FARMINGTON — San Juan County Commissioners on Tuesday passed a resolution opposing a proposed Clean Water Act rule change that officials say would encumber the county's permitting process.
"What we have today is almost overwhelming in itself," County Public Works Director Dave Keck said.
The rule change proposed by the Environmental Protection Agency and the U.S. Army Corps of Engineers would expand water sources protected under the Clean Water Act, according to the federal register listing the proposed rule.
But Keck and a National Association of Counties spokesman say the change is overreaching and would increase permitting costs and wait times.
Efforts to reach EPA officials for comment were not successful.
Brian Namey, a spokesman for the National Association of Counties, said "dozens" of counties nationally have passed similar resolutions opposing the rule change.
He would not specify how many counties his organization knows of that oppose the proposed rule change, but he said, "We anticipate an increasing number of resolutions in the coming weeks and months."
The county commission passed its resolution unanimously, though Commissioner GloJean Todacheene was absent. The county plans to now send a copy of the document to the National Association of Counties to aid its lobbying efforts.

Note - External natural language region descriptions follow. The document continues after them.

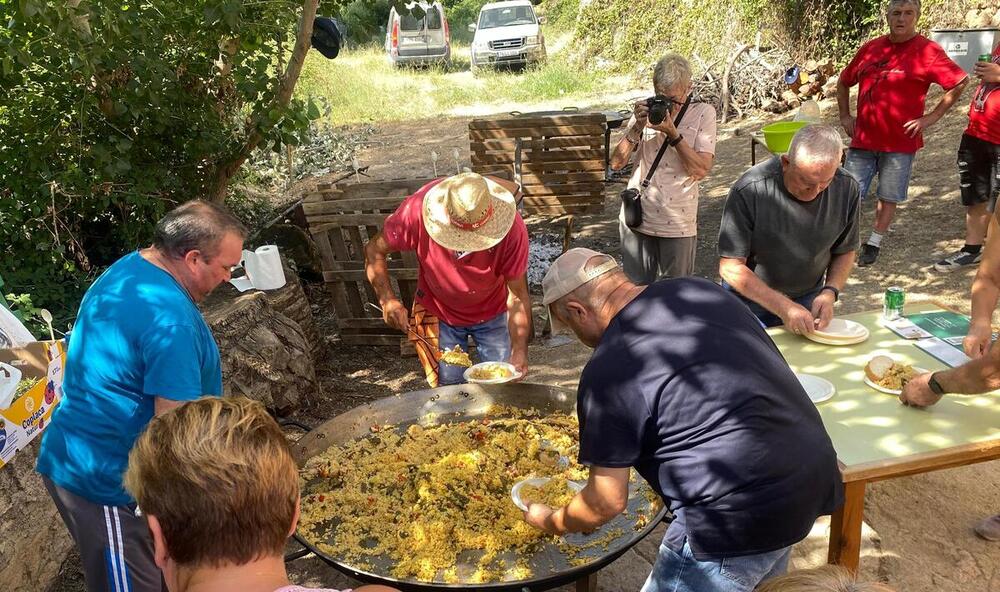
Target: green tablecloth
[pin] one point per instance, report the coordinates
(867, 426)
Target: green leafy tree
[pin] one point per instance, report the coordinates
(113, 111)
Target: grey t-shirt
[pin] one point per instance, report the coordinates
(789, 243)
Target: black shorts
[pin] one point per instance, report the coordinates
(978, 171)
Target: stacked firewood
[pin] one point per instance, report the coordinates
(816, 80)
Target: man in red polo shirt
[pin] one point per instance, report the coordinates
(894, 72)
(979, 164)
(472, 246)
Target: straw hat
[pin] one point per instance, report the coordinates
(468, 212)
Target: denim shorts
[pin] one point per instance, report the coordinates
(893, 170)
(979, 171)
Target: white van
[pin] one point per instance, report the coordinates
(507, 33)
(424, 40)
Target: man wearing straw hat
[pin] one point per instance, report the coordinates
(472, 246)
(685, 386)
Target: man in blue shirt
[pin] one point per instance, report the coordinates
(139, 348)
(686, 387)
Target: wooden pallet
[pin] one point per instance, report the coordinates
(342, 219)
(562, 160)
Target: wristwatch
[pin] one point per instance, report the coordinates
(935, 385)
(836, 292)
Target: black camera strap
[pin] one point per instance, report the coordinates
(664, 146)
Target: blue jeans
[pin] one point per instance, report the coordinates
(492, 344)
(766, 317)
(893, 169)
(681, 572)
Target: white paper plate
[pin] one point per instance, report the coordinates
(515, 492)
(840, 332)
(882, 389)
(514, 373)
(818, 389)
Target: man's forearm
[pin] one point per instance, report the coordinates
(840, 269)
(519, 320)
(377, 272)
(751, 287)
(624, 148)
(582, 514)
(843, 100)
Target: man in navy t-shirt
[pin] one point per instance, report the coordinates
(139, 347)
(685, 386)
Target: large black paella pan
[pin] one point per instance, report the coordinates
(549, 565)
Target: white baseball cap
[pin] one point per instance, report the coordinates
(568, 272)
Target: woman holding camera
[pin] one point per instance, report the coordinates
(660, 234)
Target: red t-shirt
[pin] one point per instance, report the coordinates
(894, 79)
(985, 124)
(460, 289)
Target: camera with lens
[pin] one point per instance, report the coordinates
(659, 107)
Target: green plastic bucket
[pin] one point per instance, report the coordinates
(778, 136)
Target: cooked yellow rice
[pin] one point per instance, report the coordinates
(554, 493)
(422, 496)
(897, 376)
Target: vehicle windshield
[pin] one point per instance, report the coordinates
(408, 22)
(506, 16)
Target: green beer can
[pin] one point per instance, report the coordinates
(892, 307)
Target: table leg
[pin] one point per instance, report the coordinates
(587, 583)
(607, 154)
(845, 528)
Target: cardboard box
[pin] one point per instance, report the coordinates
(30, 413)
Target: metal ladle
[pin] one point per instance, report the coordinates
(47, 317)
(409, 329)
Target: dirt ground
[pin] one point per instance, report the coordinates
(918, 534)
(918, 529)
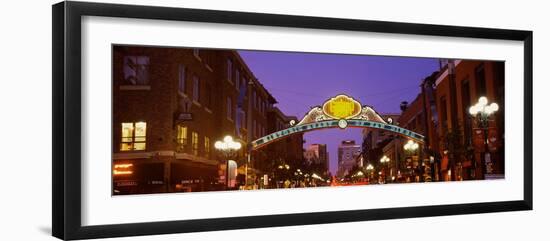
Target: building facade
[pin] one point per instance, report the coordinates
(461, 139)
(317, 155)
(170, 106)
(348, 154)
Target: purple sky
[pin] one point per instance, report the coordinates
(301, 80)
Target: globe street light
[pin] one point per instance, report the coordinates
(481, 111)
(410, 148)
(228, 148)
(384, 160)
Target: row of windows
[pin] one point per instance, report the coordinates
(136, 72)
(182, 141)
(241, 85)
(134, 138)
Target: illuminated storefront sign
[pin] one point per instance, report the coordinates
(123, 169)
(341, 112)
(342, 107)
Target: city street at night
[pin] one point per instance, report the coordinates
(194, 120)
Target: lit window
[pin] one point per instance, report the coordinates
(243, 119)
(206, 147)
(229, 108)
(196, 53)
(209, 96)
(237, 79)
(254, 129)
(230, 70)
(254, 99)
(133, 136)
(181, 138)
(136, 70)
(195, 143)
(181, 82)
(196, 88)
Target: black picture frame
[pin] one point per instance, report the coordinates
(66, 157)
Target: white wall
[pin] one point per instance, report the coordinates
(25, 133)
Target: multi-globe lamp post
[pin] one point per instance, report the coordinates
(370, 170)
(384, 161)
(482, 111)
(229, 149)
(411, 147)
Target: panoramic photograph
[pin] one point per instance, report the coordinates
(200, 120)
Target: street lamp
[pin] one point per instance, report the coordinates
(229, 148)
(411, 147)
(384, 160)
(370, 169)
(482, 112)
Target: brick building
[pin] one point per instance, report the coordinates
(286, 151)
(170, 106)
(457, 88)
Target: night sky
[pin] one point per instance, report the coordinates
(301, 80)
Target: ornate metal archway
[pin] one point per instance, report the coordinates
(341, 112)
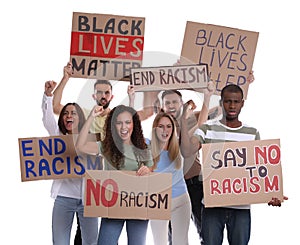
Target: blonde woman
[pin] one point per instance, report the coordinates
(167, 159)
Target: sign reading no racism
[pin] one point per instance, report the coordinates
(123, 194)
(106, 46)
(229, 52)
(53, 157)
(169, 77)
(240, 173)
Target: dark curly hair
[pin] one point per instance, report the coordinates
(112, 145)
(80, 113)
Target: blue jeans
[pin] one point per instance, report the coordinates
(110, 231)
(237, 222)
(62, 220)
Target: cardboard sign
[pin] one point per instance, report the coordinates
(229, 52)
(239, 173)
(123, 194)
(169, 77)
(106, 46)
(53, 157)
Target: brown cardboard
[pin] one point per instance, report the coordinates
(255, 178)
(122, 194)
(54, 157)
(106, 46)
(228, 52)
(169, 77)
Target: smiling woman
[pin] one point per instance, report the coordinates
(36, 45)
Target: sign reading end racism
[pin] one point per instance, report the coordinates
(240, 173)
(106, 46)
(229, 52)
(54, 157)
(169, 77)
(123, 194)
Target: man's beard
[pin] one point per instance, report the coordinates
(104, 106)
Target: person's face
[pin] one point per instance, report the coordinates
(232, 104)
(103, 95)
(124, 126)
(172, 104)
(164, 129)
(71, 119)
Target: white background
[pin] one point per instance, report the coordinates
(35, 43)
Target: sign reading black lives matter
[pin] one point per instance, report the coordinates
(106, 46)
(229, 52)
(169, 77)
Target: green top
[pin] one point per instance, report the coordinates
(131, 161)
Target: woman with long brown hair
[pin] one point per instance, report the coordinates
(123, 148)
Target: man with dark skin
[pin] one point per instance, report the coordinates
(237, 219)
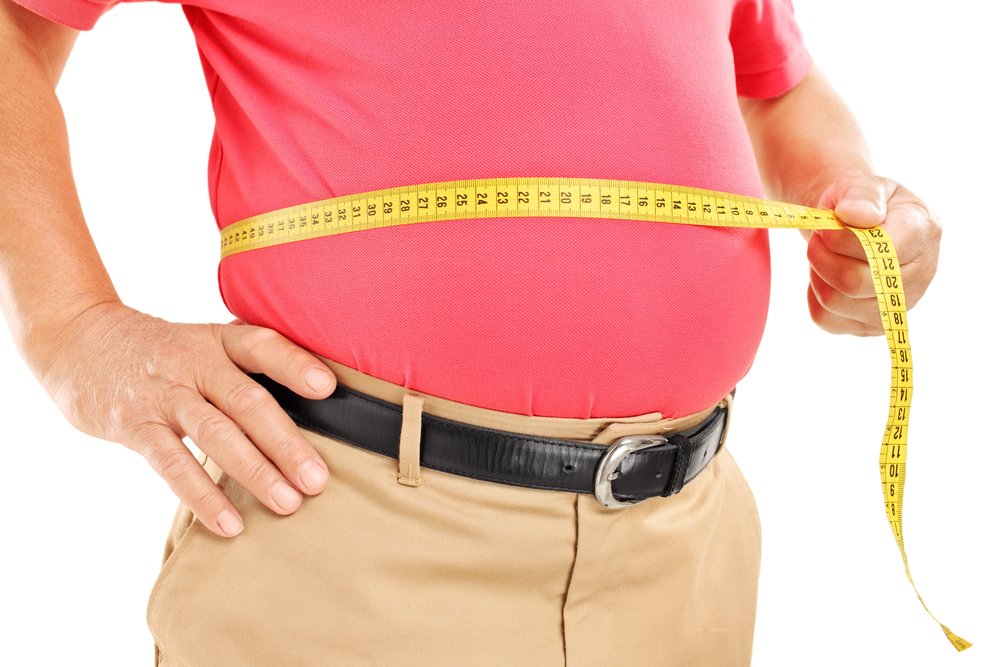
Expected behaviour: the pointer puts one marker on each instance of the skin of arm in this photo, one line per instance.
(114, 372)
(810, 150)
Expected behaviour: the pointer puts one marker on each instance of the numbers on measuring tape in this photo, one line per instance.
(630, 200)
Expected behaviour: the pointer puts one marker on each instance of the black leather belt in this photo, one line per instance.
(641, 466)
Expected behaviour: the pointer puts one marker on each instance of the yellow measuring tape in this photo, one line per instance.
(621, 200)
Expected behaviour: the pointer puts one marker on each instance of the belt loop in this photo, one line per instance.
(409, 440)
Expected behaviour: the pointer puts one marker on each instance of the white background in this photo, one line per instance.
(85, 519)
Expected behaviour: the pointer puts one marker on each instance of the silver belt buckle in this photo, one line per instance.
(607, 468)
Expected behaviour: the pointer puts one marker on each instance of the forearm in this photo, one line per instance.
(804, 140)
(50, 270)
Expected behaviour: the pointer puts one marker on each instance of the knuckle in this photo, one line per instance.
(258, 473)
(288, 448)
(141, 437)
(173, 465)
(852, 281)
(209, 427)
(206, 501)
(257, 338)
(247, 397)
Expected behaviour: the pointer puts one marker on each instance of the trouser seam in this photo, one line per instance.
(569, 577)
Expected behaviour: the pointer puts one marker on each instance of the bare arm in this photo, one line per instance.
(811, 151)
(46, 279)
(114, 372)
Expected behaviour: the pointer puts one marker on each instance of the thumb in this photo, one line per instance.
(857, 200)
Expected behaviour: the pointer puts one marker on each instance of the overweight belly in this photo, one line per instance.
(565, 317)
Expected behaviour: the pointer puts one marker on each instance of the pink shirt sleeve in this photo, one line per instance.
(769, 53)
(79, 14)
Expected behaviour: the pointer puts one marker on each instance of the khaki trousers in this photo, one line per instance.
(397, 565)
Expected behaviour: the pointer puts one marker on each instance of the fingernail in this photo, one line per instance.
(318, 379)
(284, 496)
(312, 475)
(229, 523)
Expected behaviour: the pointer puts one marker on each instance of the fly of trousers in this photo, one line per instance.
(397, 565)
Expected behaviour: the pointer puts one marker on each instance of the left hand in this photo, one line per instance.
(841, 295)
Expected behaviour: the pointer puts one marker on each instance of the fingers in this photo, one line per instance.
(261, 350)
(838, 307)
(851, 277)
(168, 456)
(219, 437)
(270, 430)
(859, 200)
(836, 323)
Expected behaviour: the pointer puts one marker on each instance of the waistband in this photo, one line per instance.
(597, 430)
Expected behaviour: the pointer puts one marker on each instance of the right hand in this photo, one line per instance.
(125, 376)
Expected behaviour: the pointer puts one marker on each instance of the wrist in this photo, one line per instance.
(49, 340)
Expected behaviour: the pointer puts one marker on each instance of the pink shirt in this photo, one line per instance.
(564, 317)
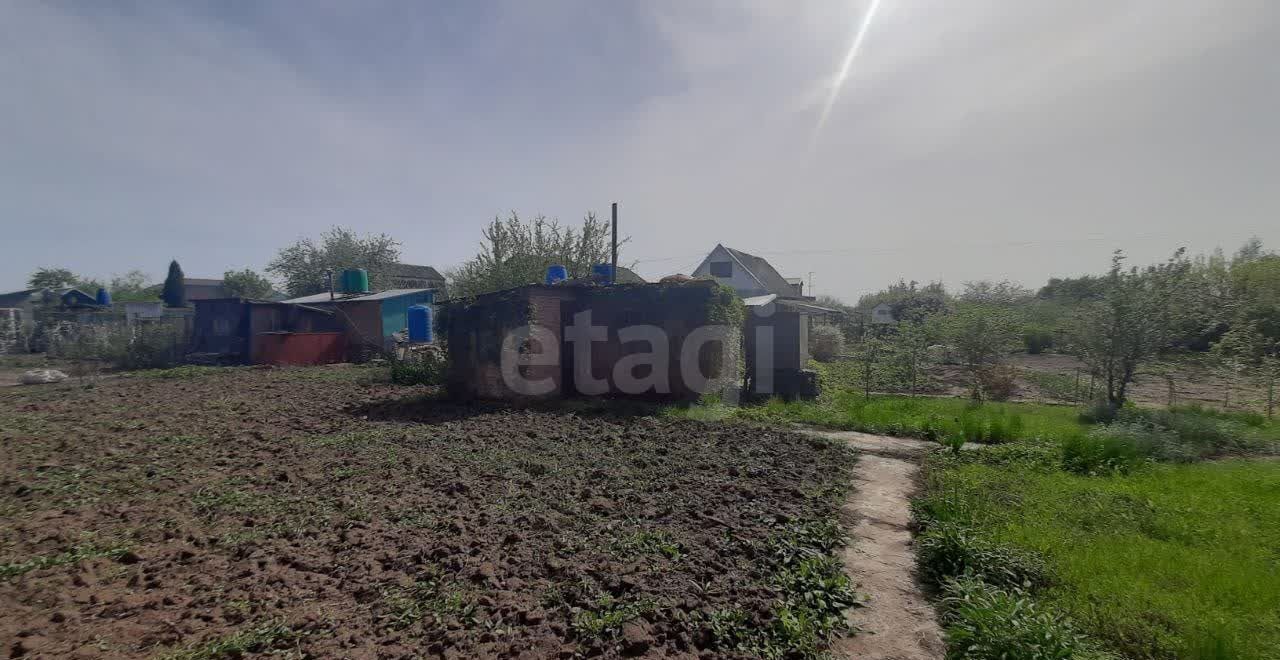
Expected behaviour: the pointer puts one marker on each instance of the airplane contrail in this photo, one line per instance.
(845, 67)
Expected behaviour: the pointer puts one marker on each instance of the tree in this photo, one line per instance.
(909, 301)
(51, 279)
(304, 266)
(982, 335)
(515, 252)
(1002, 292)
(246, 284)
(1132, 322)
(131, 287)
(868, 354)
(174, 293)
(910, 349)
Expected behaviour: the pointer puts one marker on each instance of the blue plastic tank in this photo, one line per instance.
(556, 273)
(420, 322)
(603, 273)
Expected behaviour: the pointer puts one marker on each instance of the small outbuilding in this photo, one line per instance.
(370, 320)
(673, 340)
(229, 330)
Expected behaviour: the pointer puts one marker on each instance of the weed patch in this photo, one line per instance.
(270, 636)
(986, 622)
(77, 554)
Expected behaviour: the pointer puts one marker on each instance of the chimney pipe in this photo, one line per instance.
(613, 270)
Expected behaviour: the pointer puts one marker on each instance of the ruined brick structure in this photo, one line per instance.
(474, 330)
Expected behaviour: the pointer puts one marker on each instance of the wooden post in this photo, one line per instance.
(1271, 395)
(613, 269)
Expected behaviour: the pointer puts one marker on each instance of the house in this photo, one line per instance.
(410, 276)
(135, 311)
(746, 274)
(42, 298)
(265, 333)
(882, 315)
(370, 320)
(776, 344)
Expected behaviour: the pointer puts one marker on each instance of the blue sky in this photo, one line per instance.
(970, 140)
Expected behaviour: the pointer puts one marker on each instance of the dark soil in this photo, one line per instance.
(328, 514)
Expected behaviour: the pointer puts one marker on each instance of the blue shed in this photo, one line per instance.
(396, 303)
(370, 320)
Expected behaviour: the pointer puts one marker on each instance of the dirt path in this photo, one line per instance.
(897, 622)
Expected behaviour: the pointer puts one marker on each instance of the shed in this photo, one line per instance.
(227, 326)
(699, 317)
(370, 320)
(776, 345)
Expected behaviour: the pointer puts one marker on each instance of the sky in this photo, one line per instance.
(977, 140)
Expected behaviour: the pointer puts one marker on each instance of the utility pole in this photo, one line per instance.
(613, 269)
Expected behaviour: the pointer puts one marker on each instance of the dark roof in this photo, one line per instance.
(19, 297)
(364, 297)
(625, 275)
(408, 270)
(762, 270)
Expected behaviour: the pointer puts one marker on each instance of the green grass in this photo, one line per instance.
(1166, 562)
(182, 372)
(905, 416)
(74, 555)
(270, 636)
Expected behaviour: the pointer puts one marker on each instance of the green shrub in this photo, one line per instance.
(419, 370)
(986, 622)
(826, 343)
(999, 383)
(1100, 412)
(949, 550)
(1037, 339)
(1115, 449)
(1203, 432)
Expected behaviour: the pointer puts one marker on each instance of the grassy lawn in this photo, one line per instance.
(1078, 540)
(924, 417)
(1169, 562)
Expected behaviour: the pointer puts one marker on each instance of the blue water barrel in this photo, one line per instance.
(419, 322)
(556, 273)
(355, 280)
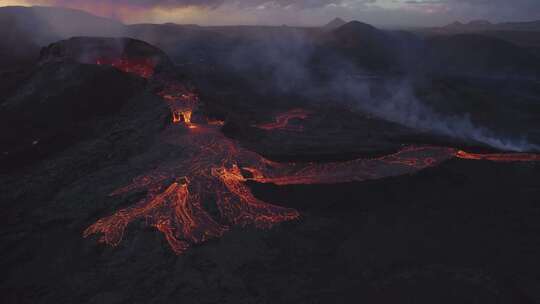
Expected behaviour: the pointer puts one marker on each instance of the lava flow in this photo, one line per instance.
(181, 101)
(213, 169)
(282, 120)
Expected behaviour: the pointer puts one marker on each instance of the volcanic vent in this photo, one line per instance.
(215, 168)
(129, 55)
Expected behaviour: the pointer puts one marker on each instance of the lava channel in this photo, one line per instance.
(215, 169)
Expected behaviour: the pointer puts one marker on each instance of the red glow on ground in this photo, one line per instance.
(214, 168)
(142, 67)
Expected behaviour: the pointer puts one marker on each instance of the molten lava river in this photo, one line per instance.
(215, 168)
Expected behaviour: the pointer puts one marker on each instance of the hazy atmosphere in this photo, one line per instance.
(256, 151)
(301, 12)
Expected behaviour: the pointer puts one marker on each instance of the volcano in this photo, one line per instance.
(243, 165)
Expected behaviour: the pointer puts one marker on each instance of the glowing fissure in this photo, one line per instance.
(143, 67)
(215, 168)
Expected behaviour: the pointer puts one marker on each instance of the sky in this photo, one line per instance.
(301, 12)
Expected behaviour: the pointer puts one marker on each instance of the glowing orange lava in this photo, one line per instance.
(214, 169)
(281, 121)
(182, 102)
(143, 67)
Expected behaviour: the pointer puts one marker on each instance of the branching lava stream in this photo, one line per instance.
(215, 168)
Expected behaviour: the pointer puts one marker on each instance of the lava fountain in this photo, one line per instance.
(215, 168)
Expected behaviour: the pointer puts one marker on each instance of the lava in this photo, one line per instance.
(214, 169)
(181, 100)
(143, 67)
(281, 121)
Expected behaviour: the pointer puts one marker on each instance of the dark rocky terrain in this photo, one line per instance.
(72, 132)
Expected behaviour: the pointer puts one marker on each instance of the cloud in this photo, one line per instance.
(303, 12)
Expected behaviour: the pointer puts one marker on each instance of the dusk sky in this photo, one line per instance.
(302, 12)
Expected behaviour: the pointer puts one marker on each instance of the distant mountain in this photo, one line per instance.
(484, 25)
(371, 48)
(334, 24)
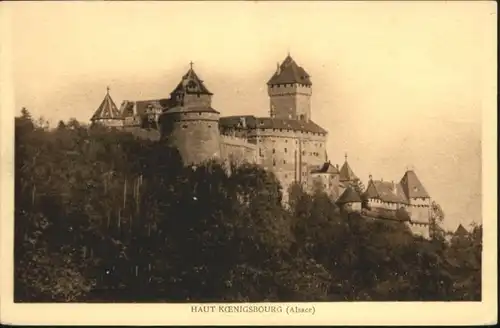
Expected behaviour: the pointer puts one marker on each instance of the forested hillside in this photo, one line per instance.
(103, 216)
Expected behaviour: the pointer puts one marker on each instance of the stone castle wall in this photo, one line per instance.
(327, 182)
(290, 101)
(238, 150)
(194, 134)
(288, 153)
(151, 134)
(419, 229)
(419, 210)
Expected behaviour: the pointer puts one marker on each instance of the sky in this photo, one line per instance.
(396, 84)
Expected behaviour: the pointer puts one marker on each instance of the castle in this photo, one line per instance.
(288, 142)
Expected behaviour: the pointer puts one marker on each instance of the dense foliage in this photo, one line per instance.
(103, 216)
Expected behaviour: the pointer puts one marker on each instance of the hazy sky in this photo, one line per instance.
(395, 83)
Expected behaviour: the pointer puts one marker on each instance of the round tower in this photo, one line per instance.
(190, 124)
(290, 90)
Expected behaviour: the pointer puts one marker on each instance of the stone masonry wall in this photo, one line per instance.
(289, 154)
(194, 134)
(238, 150)
(290, 100)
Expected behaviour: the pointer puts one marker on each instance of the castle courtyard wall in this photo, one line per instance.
(238, 150)
(195, 135)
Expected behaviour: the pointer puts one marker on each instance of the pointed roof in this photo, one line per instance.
(289, 72)
(346, 173)
(107, 109)
(349, 196)
(461, 231)
(191, 84)
(412, 186)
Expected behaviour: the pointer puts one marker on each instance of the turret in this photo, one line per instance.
(190, 124)
(107, 114)
(290, 90)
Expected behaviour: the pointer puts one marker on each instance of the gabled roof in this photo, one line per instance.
(461, 231)
(349, 196)
(252, 122)
(107, 109)
(386, 191)
(191, 84)
(346, 173)
(412, 186)
(325, 168)
(289, 73)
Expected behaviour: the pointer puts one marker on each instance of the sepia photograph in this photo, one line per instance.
(235, 157)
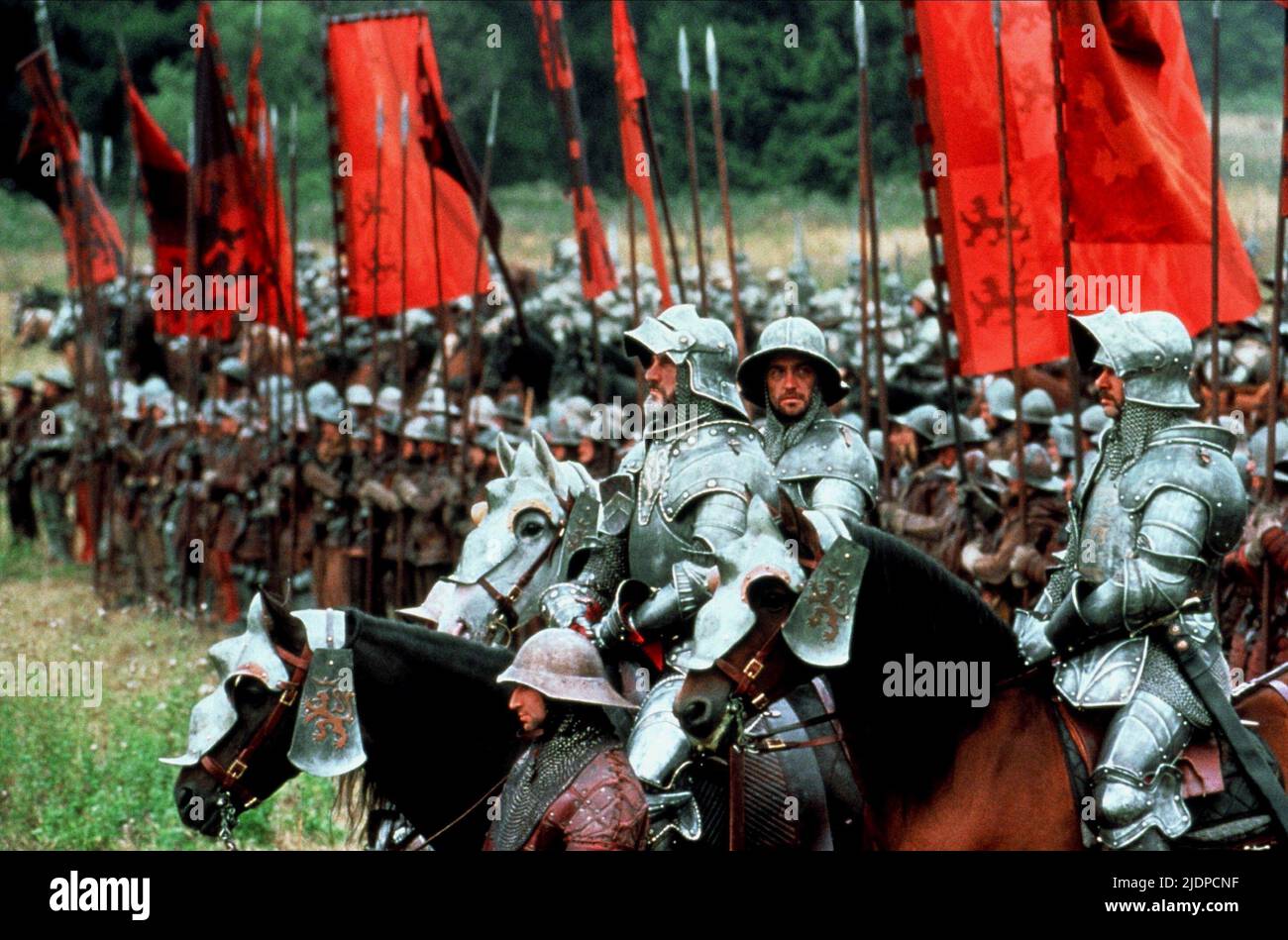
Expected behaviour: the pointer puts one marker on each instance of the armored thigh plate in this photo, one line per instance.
(1106, 677)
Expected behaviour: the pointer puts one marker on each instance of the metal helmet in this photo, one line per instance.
(1038, 407)
(1150, 352)
(1257, 450)
(24, 380)
(802, 338)
(59, 376)
(925, 292)
(232, 367)
(563, 665)
(1000, 395)
(359, 397)
(703, 343)
(1037, 469)
(389, 399)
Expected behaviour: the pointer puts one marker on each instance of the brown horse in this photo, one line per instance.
(935, 771)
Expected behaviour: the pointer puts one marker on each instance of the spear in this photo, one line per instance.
(481, 213)
(798, 252)
(1275, 320)
(1010, 273)
(1065, 236)
(374, 381)
(691, 150)
(1216, 217)
(294, 340)
(403, 127)
(656, 162)
(721, 167)
(866, 174)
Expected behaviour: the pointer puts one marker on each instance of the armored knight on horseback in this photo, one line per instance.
(1128, 612)
(820, 463)
(639, 574)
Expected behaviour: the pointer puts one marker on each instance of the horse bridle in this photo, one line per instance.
(505, 603)
(747, 682)
(230, 778)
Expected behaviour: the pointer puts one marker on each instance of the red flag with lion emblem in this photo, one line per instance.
(1137, 161)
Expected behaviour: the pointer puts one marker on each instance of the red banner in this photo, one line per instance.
(596, 265)
(375, 60)
(1137, 158)
(91, 243)
(228, 275)
(163, 180)
(278, 304)
(630, 95)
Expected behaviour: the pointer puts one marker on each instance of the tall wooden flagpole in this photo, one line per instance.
(1010, 271)
(739, 333)
(692, 154)
(1216, 215)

Keck said the rule change would require the county permit nearly all surface water sources draining into rivers or major tributaries.
The public works department most often applies for three types of permits, and that's already taxing, he said. Two of those permits enforce environmentally safe river construction, and the other ensures storm water that falls on construction sites is contained.
Applying and qualifying for more permits would be nearly impossible, Keck said. He said his office would "grind to a halt."
"I think it's overreaching. When you're talking about these small drainages that may take miles and miles before the water even reaches a main river — by that time it's kind of cleansed itself," he said.
Keck doesn't object to complying with environmental rules, he said, but the rule change wouldn't improve water quality.
Commission Chairman Jack Fortner said the county wants to govern without interference from state and federal officials.
He said the county's federal representatives often listen to the county.
"I hope they listen to this," he said.